FRBの利下げがもたらす影響を確認してみる

 目先の「局面」について、考えます。FRB(米連邦準備制度理事会)が、いよいよ利下げに踏み切ろうとしています。この利下げは、「代替通貨(ドルとの逆相関)」起因の上昇圧力をもたらし得る材料です。

 以下の図の右側の「利下げ局面」に書いたとおり、利下げ(ドル安)は、ドル建て金(ゴールド)相場に代替通貨起因の上昇圧力をかけます(A)。

図:金(ゴールド)の「局面」に関わる短中期のテーマの動向

出所:筆者作成

 同時に利下げは、個人や企業の資金調達を促し、景気回復・株価上昇の要因になり得ます。この点は、金(ゴールド)相場に代替資産起因の下落圧力をかけます(C)。そして、同時進行しているウクライナ戦争の悪化、中東情勢のさらなる混迷をきっかけとした有事ムードの高まりが上昇圧力を継続させます(B)。
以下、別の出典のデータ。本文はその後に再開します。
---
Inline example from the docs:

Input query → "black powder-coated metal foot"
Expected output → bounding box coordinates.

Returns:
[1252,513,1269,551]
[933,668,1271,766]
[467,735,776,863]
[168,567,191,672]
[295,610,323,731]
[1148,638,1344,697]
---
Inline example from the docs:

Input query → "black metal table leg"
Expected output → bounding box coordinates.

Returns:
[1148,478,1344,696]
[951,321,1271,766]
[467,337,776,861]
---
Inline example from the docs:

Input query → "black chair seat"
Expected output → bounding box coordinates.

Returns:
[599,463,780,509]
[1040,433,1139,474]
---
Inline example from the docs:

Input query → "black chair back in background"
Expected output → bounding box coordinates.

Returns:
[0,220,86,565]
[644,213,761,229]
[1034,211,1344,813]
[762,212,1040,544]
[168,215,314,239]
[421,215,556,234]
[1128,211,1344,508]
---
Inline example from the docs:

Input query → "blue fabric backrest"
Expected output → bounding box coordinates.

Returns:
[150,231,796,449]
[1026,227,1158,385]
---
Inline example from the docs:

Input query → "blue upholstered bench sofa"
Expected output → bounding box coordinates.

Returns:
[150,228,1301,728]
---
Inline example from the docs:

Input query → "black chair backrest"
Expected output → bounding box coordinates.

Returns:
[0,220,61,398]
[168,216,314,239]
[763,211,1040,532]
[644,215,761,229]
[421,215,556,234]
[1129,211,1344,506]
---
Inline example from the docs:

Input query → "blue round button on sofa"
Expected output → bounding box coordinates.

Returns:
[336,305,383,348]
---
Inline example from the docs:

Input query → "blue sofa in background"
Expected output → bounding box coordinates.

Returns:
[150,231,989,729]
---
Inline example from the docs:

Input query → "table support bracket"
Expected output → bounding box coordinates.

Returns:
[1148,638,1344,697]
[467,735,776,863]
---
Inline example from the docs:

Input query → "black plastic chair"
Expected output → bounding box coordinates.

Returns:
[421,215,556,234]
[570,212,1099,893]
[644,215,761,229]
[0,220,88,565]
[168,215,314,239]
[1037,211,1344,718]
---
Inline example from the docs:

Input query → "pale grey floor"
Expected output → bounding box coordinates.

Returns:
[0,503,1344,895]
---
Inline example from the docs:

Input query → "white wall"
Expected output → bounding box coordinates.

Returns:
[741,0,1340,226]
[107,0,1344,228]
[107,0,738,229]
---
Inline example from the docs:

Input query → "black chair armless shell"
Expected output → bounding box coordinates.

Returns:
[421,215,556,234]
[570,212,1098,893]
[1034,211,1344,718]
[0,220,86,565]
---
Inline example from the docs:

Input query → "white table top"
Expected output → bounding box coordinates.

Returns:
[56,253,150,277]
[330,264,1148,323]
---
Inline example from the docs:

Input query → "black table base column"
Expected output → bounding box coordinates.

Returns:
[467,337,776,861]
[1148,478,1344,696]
 AとBの上昇圧力が、Cの下落圧力をかき消し、金(ゴールド)は上昇する可能性があります。この時、円建て金(ゴールド)は、円高によって上値を抑えられやすくなりますが、急激な円高が発生しなければ、ドル建てに追随して上昇する可能性があると考えられます(上昇率はドル建てに及ばない)。

 つまり、目先は米国の利下げがきっかけで「株高・金(ゴールド)高」が目立つ可能性があります。以下の通り、株式や通貨、債券、コモディティ(国際商品)など、幅広い市場において、最も大きな関心事が「金融政策(特にFRBによる政策)」である場合は、順相関が発生します。
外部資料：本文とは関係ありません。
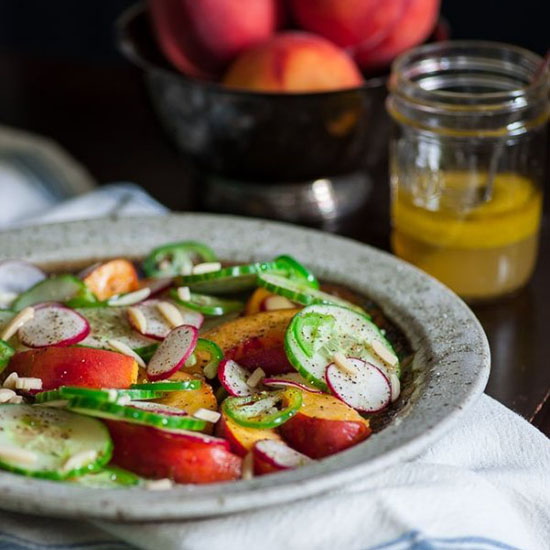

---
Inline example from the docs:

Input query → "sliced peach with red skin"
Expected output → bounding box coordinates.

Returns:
[106,420,242,483]
[83,258,139,300]
[216,415,281,457]
[279,391,371,458]
[203,309,299,375]
[5,347,138,390]
[223,31,363,93]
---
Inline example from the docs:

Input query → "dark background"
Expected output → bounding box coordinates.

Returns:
[0,0,550,62]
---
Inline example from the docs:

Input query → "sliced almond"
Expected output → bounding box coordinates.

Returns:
[15,376,42,391]
[193,409,221,424]
[177,286,191,302]
[241,451,254,480]
[370,340,399,367]
[62,450,97,472]
[145,478,174,491]
[0,388,17,403]
[2,372,19,390]
[127,306,147,334]
[0,307,34,341]
[107,340,147,369]
[192,262,222,275]
[332,351,357,376]
[157,302,183,328]
[264,296,296,311]
[0,445,38,464]
[246,367,265,388]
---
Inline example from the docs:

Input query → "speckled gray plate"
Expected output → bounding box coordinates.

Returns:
[0,214,490,520]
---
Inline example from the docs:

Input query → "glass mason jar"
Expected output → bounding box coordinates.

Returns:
[387,41,550,301]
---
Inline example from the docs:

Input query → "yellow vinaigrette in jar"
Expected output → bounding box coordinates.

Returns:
[392,172,542,300]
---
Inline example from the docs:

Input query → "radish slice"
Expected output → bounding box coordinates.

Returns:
[147,325,199,380]
[263,372,323,393]
[325,357,391,412]
[0,260,46,308]
[218,359,257,397]
[18,304,90,348]
[252,439,311,470]
[128,300,204,340]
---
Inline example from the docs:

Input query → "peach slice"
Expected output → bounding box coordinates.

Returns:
[279,391,371,458]
[5,347,138,390]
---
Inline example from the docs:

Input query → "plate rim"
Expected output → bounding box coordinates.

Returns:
[0,213,490,521]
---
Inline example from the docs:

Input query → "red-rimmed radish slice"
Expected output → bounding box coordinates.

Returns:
[325,357,391,413]
[0,260,46,309]
[128,300,204,340]
[147,325,199,380]
[263,372,323,393]
[252,439,311,470]
[218,359,257,397]
[18,304,90,348]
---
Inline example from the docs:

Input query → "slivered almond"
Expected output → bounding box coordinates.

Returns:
[62,450,97,472]
[332,351,357,376]
[0,445,38,464]
[127,307,147,334]
[15,376,42,391]
[246,367,265,388]
[0,388,17,403]
[370,340,399,367]
[145,478,174,491]
[157,302,183,328]
[2,372,19,390]
[193,409,221,424]
[178,286,191,302]
[0,307,34,341]
[241,451,254,479]
[107,340,147,369]
[192,262,222,275]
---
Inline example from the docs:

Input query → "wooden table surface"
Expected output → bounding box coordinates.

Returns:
[0,54,550,435]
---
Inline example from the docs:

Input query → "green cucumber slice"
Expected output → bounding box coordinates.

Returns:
[170,288,244,316]
[275,254,319,290]
[258,273,365,314]
[76,307,155,350]
[130,380,202,392]
[285,304,399,391]
[70,466,143,489]
[0,404,113,479]
[176,262,281,294]
[67,397,206,431]
[0,340,15,373]
[143,241,217,277]
[222,388,302,430]
[12,274,98,311]
[35,386,166,403]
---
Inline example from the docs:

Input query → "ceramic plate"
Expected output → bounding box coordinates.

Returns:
[0,214,490,520]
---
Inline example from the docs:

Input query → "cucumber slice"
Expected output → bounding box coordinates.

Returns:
[0,405,113,479]
[258,273,365,314]
[67,397,206,431]
[76,307,155,350]
[176,262,281,294]
[35,386,166,403]
[70,466,142,489]
[170,288,244,316]
[12,274,99,311]
[130,380,202,392]
[285,304,399,391]
[0,340,15,373]
[275,254,319,290]
[143,241,217,277]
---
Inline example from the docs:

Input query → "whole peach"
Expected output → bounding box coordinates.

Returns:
[148,0,281,78]
[223,32,363,92]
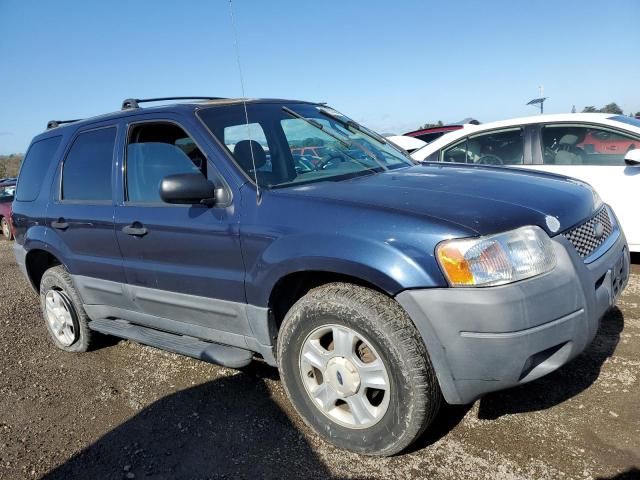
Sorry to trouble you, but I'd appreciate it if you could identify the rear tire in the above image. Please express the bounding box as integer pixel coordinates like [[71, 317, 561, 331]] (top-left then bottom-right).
[[278, 283, 441, 456], [40, 265, 94, 352], [0, 217, 13, 240]]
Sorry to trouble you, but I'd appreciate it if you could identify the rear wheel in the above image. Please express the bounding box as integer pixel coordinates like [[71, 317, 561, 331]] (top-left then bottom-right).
[[40, 265, 93, 352], [0, 217, 13, 240], [278, 283, 441, 455]]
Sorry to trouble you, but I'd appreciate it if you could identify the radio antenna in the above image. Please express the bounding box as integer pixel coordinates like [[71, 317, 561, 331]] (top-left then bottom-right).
[[229, 0, 261, 205]]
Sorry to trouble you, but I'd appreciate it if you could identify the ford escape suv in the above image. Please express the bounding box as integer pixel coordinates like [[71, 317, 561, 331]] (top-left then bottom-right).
[[12, 97, 629, 455]]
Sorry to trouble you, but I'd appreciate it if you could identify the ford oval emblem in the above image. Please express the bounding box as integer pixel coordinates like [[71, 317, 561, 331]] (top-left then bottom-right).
[[544, 215, 560, 233], [593, 222, 604, 240]]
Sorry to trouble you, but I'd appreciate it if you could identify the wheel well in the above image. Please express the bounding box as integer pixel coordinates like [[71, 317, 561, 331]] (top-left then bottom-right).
[[25, 250, 62, 291], [269, 271, 387, 329]]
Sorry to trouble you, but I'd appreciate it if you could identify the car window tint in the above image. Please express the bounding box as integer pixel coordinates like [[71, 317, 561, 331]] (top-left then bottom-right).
[[126, 123, 207, 203], [0, 185, 16, 203], [467, 128, 524, 165], [223, 123, 273, 177], [542, 125, 640, 166], [60, 127, 116, 202], [16, 136, 62, 202]]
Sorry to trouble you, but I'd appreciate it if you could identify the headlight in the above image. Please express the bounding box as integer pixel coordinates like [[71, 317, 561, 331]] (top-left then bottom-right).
[[436, 226, 556, 287]]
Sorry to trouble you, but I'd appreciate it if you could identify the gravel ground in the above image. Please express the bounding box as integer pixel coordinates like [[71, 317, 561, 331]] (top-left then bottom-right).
[[0, 241, 640, 479]]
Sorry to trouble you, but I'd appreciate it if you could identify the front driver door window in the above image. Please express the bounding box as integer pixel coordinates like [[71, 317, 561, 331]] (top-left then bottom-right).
[[467, 128, 524, 165]]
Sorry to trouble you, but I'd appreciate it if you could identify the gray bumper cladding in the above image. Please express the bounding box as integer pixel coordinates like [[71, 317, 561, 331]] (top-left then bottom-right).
[[396, 233, 629, 404]]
 実際、リーマンショックやコロナショックの直後に行われた金融緩和の際、「株高・金(ゴールド)高」が発生しました。

図:株と金(ゴールド)の値動きの関係

出所:筆者作成

 過去の常識は「局面」の中で生きているものの、状況によっては常識のとおりにならないケースがあることに留意が必要です。